US firms were eager to work on the projects, he said.

Indian Prime Minister Narendra Modi did not turn up, concerned about the significant infusion of Chinese money into its rival Pakistan.

Pakistani Prime Minister Nawaz Sharif, whose country has been a longtime ally of China, said he was proud to stand “shoulder to shoulder” with Beijing.

The Indian government said in a statement on the eve of the forum that the initiative risked “unsustainable debt burden for countries,” a worry expressed by some Western economists who have studied the program.

China is not giving aid, they say, but is asking countries to assume debt from Chinese banks to pay for the infrastructure.

Some officials from the US and Western Europe contend that China is spending abroad and corralling others to join it while keeping important sectors of its huge market at home off limits to foreign investors.
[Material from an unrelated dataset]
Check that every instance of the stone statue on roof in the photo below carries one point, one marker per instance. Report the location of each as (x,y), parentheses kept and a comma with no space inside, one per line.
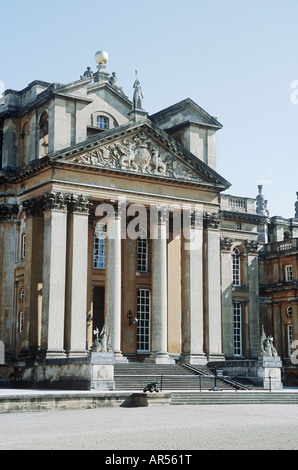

“The opening up of China for foreign businesses is still timid,” said Joerg Wuttke, the former head of the European Chamber of Commerce in China.

Hours before Xi was to speak, North Korea fired an intermediate-range ballistic missile.

Some delegates interpreted the test launch, the first since a new president took office in South Korea, as a deliberate effort to embarrass Xi.

Chinese news media were ordered to take down coverage of the launch an hour before Xi’s speech, Chinese reporters said.

Then, 30 minutes before Xi was to speak, the delegations from North Korea and South Korea met briefly, said a South Korean diplomat who spoke only on the condition of anonymity.

It was fairly normal procedure, the diplomat said, for those delegations to meet at international gatherings.

Still, the encounter seemed to symbolize China’s interest in arranging talks on the North among all the parties, including the US.

The South’s Yonhap news agency reported that Park Byeong-seok, a senior member of the South Korean Democratic Party, told the North’s delegation that his government “strongly objected” to the missile test.

The presence of the North Korean delegation, led by North Korean Minister of Economic Relations Kim Yong-jae at a highly choreographed event drew criticism from the US embassy in Beijing.

The Trump administration has asked China to exercise pressure on the North, but it is unclear what China has done to further cut its economic ties.

At Xi’s invitation, South Korean President Moon Jae-in sent Park to the forum, a spokesman for the South Korean leader said.

The two leaders shared a telephone conversation on Thursday last week, days after Moon was elected, setting the stage for tense relations between the countries to improve.

Park met former Chinese minister of foreign affairs Tang Jiaxuan (唐家璇) in Beijing on Monday, South Korea said.

Those talks were expected to center on China’s strong opposition to the deployment of a US Terminal High Altitude Area Defense system in the South, and how Moon plans to walk a fine line between the US, its security guarantor, and China, its biggest trading partner.

The Chinese Ministry of Foreign Affairs criticized the North’s missile launch, saying in a statement that it violated UN Security Council resolutions and asking for restraint.